The economics are outcome-based. Qualifying a lead pays ₹5-10. A successful placement with retention milestones pays ₹1,500-3,000 for gig roles and ₹5,000-6,000 for manufacturing. Vahan only earns when someone gets hired and stays. Nobody in India operates at this scale - TeamLease, a traditional staffing giant, does 15,000 monthly placements compared to Vahan’s 40,000.
The timing was perfect. India’s quick commerce war in 2024-2025 created a “rider crunch.” Platforms like Blinkit, Zepto, and Swiggy Instamart faced 30% vacancy rates and 35-40% monthly attrition. Average delivery earnings jumped from ₹21,000 in FY21 to ₹28,000 in FY25. Vahan currently captures 95% of its volume from delivery roles.

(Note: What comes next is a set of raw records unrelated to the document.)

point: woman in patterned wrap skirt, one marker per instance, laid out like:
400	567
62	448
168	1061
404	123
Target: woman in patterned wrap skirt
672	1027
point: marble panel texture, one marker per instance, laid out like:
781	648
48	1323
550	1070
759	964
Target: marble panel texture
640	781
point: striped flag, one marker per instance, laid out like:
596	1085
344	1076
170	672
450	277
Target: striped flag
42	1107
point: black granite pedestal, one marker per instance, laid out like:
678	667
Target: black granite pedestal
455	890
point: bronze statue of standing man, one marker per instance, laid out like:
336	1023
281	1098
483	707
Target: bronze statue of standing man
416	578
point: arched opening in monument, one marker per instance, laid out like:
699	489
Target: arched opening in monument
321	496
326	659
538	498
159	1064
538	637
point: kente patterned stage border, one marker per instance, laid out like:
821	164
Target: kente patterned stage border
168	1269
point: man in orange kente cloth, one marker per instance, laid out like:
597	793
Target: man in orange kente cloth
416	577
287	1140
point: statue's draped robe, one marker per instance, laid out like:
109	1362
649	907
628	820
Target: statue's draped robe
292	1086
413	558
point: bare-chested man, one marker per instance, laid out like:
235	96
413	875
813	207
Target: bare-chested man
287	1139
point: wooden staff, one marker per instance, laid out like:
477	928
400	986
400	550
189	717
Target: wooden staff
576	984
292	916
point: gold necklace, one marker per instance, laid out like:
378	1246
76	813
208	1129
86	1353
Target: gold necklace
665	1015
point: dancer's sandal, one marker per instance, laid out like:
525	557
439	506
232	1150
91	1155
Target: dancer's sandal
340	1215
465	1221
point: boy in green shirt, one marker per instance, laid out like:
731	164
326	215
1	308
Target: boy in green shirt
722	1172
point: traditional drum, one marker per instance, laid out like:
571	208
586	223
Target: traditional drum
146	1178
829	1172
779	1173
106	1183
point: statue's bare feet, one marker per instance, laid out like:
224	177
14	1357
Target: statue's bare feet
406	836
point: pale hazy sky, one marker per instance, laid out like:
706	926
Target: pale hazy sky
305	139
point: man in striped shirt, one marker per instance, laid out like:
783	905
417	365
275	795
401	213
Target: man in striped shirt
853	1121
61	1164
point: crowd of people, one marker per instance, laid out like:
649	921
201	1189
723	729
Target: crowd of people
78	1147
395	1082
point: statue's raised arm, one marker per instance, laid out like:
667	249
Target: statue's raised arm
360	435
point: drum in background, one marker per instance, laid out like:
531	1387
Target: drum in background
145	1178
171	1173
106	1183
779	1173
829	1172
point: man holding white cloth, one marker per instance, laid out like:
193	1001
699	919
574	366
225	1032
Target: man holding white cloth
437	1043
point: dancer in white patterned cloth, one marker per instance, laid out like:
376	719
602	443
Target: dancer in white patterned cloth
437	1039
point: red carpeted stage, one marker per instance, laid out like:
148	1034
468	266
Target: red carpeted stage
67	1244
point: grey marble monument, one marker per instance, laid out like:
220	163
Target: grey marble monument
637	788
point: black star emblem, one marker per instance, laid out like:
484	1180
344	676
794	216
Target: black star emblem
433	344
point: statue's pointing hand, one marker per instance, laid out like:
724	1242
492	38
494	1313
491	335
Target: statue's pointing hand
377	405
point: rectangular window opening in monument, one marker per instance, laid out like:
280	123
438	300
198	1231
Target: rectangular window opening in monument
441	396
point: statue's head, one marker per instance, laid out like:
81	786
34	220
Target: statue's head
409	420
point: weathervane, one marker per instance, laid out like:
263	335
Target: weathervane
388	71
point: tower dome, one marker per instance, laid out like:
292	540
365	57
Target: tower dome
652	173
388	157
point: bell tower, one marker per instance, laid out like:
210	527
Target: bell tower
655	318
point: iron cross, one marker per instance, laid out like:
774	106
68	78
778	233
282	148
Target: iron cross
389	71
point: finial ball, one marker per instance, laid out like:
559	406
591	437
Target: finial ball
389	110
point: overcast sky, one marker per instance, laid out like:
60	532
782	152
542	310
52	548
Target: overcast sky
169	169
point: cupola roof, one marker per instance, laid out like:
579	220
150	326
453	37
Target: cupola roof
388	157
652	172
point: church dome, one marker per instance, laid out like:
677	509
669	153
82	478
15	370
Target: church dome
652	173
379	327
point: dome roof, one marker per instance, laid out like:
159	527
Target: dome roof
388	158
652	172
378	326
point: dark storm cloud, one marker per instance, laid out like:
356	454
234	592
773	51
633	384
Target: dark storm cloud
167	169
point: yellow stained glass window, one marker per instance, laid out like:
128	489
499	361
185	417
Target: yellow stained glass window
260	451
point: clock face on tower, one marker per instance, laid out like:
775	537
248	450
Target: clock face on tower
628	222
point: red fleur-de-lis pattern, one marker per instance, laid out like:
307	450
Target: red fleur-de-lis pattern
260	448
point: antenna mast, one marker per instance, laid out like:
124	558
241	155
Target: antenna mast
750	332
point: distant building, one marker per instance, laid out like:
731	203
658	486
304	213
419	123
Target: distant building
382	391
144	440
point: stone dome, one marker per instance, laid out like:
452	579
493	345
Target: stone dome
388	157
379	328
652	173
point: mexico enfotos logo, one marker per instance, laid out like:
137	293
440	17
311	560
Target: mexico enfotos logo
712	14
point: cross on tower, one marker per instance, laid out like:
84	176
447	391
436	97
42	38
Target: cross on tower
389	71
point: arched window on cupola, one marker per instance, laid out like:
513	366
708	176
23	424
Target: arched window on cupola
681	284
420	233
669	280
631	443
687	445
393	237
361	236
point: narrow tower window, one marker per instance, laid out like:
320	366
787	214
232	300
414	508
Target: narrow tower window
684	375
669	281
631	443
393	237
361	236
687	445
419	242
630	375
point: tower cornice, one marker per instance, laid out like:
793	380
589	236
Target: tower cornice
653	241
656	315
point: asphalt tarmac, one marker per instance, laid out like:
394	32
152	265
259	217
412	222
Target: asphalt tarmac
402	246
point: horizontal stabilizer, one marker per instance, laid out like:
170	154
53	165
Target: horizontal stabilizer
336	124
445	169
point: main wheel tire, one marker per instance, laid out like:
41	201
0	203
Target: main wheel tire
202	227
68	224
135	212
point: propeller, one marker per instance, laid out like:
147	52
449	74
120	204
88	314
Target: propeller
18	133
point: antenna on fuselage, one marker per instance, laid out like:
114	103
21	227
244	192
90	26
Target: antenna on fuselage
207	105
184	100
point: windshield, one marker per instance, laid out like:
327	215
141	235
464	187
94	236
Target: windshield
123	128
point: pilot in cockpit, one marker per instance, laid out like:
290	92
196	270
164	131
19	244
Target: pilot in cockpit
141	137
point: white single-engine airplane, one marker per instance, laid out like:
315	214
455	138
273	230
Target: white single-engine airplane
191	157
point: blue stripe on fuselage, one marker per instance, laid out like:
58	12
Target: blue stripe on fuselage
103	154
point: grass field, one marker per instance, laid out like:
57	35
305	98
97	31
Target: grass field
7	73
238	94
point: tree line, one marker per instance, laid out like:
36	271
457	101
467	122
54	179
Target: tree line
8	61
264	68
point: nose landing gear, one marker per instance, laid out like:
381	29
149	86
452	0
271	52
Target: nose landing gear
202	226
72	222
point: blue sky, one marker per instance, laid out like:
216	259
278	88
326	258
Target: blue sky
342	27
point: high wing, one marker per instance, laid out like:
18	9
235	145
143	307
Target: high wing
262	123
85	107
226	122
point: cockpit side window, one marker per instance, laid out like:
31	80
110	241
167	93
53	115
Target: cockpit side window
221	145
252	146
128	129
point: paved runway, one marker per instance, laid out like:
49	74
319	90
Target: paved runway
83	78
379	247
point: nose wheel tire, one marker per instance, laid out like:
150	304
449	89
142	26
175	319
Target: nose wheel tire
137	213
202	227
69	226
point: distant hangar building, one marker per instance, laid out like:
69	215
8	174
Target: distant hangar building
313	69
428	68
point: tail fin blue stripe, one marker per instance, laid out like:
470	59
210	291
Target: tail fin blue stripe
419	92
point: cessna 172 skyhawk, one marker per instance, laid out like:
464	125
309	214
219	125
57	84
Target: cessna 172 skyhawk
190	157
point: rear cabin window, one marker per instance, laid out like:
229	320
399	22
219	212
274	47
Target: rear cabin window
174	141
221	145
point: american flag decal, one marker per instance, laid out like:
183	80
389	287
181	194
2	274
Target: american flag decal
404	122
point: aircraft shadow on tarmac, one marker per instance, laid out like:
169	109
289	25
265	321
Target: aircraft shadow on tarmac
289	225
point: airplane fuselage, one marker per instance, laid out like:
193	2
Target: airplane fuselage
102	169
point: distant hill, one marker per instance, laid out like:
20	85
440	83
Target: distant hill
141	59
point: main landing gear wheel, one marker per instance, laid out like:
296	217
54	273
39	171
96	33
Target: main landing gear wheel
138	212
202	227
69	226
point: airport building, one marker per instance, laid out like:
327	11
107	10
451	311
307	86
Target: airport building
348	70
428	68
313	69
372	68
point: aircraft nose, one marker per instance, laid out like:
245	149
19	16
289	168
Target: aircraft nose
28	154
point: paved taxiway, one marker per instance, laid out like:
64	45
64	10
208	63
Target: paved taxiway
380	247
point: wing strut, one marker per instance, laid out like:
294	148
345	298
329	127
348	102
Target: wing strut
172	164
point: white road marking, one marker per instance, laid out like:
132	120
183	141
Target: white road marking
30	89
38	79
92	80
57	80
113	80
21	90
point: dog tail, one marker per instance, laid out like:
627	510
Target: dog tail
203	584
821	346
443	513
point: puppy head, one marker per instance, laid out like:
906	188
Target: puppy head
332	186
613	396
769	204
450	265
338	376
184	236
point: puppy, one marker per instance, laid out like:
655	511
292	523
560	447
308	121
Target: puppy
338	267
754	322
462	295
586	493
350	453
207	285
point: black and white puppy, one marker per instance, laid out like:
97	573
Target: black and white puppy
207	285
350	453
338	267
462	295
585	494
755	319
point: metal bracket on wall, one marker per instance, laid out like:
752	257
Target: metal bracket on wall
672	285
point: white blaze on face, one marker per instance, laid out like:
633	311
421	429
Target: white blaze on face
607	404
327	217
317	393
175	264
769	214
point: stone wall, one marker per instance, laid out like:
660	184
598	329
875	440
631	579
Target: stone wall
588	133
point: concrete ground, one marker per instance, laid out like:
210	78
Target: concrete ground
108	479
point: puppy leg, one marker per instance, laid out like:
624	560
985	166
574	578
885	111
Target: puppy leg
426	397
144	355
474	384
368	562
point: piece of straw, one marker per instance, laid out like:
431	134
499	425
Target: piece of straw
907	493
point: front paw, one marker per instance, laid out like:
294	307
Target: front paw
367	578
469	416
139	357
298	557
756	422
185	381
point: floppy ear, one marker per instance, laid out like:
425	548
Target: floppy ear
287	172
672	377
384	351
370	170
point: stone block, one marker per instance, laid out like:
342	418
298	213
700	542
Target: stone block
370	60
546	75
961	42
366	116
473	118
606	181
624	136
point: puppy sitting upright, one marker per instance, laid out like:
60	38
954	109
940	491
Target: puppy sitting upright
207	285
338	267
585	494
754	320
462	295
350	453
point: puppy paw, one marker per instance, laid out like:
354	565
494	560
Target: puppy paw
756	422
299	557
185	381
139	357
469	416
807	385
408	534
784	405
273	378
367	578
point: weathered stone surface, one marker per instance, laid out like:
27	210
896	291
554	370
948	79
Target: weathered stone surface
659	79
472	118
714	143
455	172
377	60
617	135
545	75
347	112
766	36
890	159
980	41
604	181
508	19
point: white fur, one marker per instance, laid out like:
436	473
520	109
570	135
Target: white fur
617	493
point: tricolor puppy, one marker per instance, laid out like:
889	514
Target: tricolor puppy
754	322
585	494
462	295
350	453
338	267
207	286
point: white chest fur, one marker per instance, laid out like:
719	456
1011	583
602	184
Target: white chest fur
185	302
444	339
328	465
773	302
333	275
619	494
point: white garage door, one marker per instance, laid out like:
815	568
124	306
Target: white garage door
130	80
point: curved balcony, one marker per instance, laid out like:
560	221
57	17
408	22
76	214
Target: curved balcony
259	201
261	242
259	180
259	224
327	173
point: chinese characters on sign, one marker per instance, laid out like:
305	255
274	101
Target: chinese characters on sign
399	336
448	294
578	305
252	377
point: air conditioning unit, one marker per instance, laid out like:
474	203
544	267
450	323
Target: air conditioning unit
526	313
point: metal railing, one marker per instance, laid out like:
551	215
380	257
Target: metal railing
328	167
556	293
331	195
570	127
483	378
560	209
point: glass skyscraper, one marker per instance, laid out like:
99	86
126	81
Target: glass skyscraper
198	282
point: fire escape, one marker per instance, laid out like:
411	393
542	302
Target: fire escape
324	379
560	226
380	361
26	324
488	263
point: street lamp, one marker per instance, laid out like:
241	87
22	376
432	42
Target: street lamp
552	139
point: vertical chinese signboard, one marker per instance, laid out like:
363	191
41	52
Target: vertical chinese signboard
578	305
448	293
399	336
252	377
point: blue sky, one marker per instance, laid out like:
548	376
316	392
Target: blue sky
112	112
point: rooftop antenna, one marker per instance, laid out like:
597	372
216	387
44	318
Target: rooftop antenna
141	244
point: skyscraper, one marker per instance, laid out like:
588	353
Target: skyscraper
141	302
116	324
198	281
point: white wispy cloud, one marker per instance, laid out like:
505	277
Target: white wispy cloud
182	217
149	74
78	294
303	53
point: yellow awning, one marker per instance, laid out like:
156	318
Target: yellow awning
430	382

Voice AI: Coming Full Circle with Better Technology
In 2024, Vahan integrated voice AI - returning to the 2016 Lakshmi concept, except the technology finally worked. The stack uses Deepgram and OpenAI’s Whisper for speech recognition, GPT-4o for conversation intelligence, and ElevenLabs for natural text-to-speech in Hindi and regional languages.
The AI recruiter costs ₹2 per connected minute versus ₹3-4 for humans and tripled recruiter productivity. The proprietary advantage: hundreds of thousands of hours of call recordings between human recruiters and candidates, used to fine-tune models for Indian accents, dialects, and code-switching.
The system even predicts retention with 70% accuracy.
Based on the signals we capture on the call itself, we’re able to predict whether the person will take up the job and stay.
The model might be reading emotional cues from speech patterns, though it’s a black box.
Madhav’s design principle for the bot: “When you meet a stranger in India, you ask where they’re from. You find common ground. The bot needs to do that—establish credibility through social proof.”
The Path to Profitability and Regional Expansion
Having raised approximately $33 million (including Series B funding from Khosla Ventures in September 2024), Vahan is expanding horizontally into manufacturing and retail, and geographically into Southeast Asia and MENA. The company projects EBITDA profitability at 3X current scale, likely within the next year.
The recent acquisition of L.earn, an upskilling platform from the defunct Temasek-backed GoodWorker, adds a training layer. As India’s gig workforce grows from 7.7 million (2020-21) to a projected 23.5 million by 2029-30, regulatory tailwinds like the Code on Social Security, 2020 are forcing formalization. Platforms must now contribute 1-2% of turnover to a Social Security Fund. Vahan’s digital record-keeping positions it as essential compliance infrastructure.
We’ve done our books. Like Amazon and Flipkart, the first category they cracked was books. For us, that was delivery. Now we’re adding other categories.
Madhav didn’t try to change Indian behavior. He optimized for it. In a low-trust market, technology doesn’t replace relationships - it scales them. That’s how you build an operating system for opportunity.